Public and private sector SDPs in the three target counties served as the recruitment sites for study participants. Target SDPs were chosen using data from the Kenya Health Information System in order to identify facilities with high client loads. The Ministry of Health’s county reproductive health coordinators provided additional input and support in order to ensure inclusion of facilities and pharmacies which also had high client loads, particularly for adolescent and youth clients. Two to three public facilities, two private facilities [types included private clinics (n = 3), nursing homes (n = 2), and a faith-based dispensary (n = 1)], and one privately owned pharmacy were purposively selected in each county. The type of public facility varied by county and included: two public health centers in Nairobi, a public dispensary and health center in Mombasa, and three public hospitals in Migori. In total, 16 SDPs served as recruitment sites for study participants. Prior to the start of data collection, permission was sought from health facility managers and pharmacy owners.

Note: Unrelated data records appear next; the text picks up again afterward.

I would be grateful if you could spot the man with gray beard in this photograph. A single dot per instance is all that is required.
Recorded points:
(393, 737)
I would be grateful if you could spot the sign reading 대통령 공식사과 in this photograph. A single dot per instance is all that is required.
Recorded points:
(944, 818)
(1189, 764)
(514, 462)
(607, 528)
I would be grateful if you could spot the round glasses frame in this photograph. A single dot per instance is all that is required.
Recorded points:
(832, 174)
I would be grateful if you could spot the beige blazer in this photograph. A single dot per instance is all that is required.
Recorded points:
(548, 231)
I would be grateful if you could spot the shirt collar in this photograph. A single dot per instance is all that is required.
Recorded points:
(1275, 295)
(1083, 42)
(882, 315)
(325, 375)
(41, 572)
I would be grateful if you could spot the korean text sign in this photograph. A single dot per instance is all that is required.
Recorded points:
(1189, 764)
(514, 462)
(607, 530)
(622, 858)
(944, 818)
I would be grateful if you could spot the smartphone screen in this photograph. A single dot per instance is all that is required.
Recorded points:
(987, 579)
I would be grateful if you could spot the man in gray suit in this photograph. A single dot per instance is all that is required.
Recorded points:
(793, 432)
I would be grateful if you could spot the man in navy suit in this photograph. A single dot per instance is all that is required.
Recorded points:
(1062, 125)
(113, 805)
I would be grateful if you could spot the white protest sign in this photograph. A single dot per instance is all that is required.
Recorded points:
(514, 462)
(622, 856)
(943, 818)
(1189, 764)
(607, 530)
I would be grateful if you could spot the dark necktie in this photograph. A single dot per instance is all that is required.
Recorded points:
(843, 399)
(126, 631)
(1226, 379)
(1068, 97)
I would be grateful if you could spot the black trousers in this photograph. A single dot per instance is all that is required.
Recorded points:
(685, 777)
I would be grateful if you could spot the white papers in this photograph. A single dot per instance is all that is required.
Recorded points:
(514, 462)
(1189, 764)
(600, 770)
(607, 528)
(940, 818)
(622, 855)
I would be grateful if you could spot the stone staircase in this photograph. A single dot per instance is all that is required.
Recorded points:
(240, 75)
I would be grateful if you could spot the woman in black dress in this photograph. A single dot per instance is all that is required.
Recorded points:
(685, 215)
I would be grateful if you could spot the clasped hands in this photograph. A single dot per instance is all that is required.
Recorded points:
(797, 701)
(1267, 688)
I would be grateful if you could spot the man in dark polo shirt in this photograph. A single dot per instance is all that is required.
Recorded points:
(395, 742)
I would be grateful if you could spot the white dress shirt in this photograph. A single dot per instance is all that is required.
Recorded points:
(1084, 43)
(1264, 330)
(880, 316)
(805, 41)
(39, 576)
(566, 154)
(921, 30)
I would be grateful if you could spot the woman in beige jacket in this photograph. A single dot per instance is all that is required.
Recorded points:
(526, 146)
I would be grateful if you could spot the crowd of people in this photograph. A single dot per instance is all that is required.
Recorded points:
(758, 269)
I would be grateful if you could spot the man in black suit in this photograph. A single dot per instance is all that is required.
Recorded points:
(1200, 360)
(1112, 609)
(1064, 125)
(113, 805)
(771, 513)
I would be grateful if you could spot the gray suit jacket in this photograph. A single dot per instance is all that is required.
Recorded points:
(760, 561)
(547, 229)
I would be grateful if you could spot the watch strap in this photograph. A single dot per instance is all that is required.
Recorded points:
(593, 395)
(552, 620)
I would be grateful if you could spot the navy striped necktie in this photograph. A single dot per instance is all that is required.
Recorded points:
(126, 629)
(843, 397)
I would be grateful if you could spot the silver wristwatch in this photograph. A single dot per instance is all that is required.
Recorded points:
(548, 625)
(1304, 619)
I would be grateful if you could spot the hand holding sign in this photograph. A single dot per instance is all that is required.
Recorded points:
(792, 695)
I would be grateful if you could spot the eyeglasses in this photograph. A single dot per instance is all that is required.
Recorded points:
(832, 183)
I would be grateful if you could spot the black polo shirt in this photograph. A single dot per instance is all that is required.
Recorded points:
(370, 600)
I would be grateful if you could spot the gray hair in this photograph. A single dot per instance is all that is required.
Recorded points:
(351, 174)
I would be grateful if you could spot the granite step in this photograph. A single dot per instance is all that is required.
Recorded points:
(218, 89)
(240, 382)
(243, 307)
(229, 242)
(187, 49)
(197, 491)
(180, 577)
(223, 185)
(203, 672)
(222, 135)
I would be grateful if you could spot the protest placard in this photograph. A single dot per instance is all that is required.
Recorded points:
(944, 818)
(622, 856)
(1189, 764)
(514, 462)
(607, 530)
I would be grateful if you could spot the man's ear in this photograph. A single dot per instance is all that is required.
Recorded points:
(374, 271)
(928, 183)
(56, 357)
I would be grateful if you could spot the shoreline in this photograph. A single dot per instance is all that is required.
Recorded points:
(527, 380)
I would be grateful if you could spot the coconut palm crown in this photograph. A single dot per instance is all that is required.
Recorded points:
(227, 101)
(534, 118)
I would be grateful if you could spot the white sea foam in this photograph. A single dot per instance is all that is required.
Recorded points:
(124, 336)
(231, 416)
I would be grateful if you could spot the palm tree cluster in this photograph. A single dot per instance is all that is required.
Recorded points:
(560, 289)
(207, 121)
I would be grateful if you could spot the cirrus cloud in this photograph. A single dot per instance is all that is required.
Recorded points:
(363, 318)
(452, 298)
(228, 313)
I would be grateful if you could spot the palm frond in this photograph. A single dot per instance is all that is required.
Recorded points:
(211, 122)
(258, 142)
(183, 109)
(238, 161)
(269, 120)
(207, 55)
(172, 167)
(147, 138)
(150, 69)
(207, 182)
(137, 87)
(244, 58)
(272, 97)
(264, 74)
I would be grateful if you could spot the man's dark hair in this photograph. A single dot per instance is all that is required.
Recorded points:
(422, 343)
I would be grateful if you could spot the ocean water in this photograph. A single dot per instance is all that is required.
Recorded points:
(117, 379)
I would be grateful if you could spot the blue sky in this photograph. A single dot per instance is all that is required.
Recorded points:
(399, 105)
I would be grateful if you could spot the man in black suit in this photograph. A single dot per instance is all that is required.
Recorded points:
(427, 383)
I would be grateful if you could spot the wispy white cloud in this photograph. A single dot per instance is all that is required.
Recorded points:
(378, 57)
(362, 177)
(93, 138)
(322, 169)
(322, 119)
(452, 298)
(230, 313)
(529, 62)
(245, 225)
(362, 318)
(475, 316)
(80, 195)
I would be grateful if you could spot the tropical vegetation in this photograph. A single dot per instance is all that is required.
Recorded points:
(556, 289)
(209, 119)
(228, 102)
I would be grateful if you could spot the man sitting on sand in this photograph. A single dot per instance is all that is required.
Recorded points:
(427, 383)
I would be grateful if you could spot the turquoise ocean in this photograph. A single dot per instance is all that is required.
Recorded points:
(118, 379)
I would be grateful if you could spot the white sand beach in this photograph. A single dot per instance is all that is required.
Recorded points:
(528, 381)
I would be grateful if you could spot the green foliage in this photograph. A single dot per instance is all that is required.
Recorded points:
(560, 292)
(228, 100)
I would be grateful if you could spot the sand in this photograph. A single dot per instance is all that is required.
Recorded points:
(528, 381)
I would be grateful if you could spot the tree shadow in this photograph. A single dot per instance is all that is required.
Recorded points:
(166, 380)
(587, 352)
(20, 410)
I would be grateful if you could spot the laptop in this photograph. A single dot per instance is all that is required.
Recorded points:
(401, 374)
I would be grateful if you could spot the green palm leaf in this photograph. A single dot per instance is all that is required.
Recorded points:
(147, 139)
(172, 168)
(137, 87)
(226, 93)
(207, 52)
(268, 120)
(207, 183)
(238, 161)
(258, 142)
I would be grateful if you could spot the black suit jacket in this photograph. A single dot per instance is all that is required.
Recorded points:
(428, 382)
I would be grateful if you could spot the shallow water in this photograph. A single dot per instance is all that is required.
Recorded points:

The recruitment of study participants was stratified by county and parity (no children or 1 + child). The aim was to complete four IDIs among nulliparous women and four IDIs among women with one or more children per county, with the interviews spread across the SDP types within each county. Recruitment was undertaken at different types of SDP in order to identify women who visited various SDP types, but women did not need to be seeking FP services at the time of recruitment.
The eligibility criteria for participation in the in-depth interviews included being a woman between 18 and 24 years, and having ever used at least two modern contraceptive methods that could be obtained from an SDP (implant, IUD, injectable, oral pills, emergency contraception (EC), and male condoms). In this manuscript, we refer to male condoms as ‘condoms’. Of note, the respondents needed not be using a contraceptive method at the time of recruitment. This study included respondents aged 18 and older due to the desire to recruit women with more contraceptive experience.
Study procedures
A 10-day training of interviewers was held in August 2019 which included classroom-based sessions which covered ethics training, review of study methods, procedures and guides and mock interviews. The eight trained female interviewers were from the three counties and familiar with the local languages and customs. All interviewers had a first degree in social sciences and were experienced in qualitative research with youth on issues related to sexual and reproductive health. We also selected female interviewers under 30 years of age in an attempt to balance power dynamics between interviewers and participants.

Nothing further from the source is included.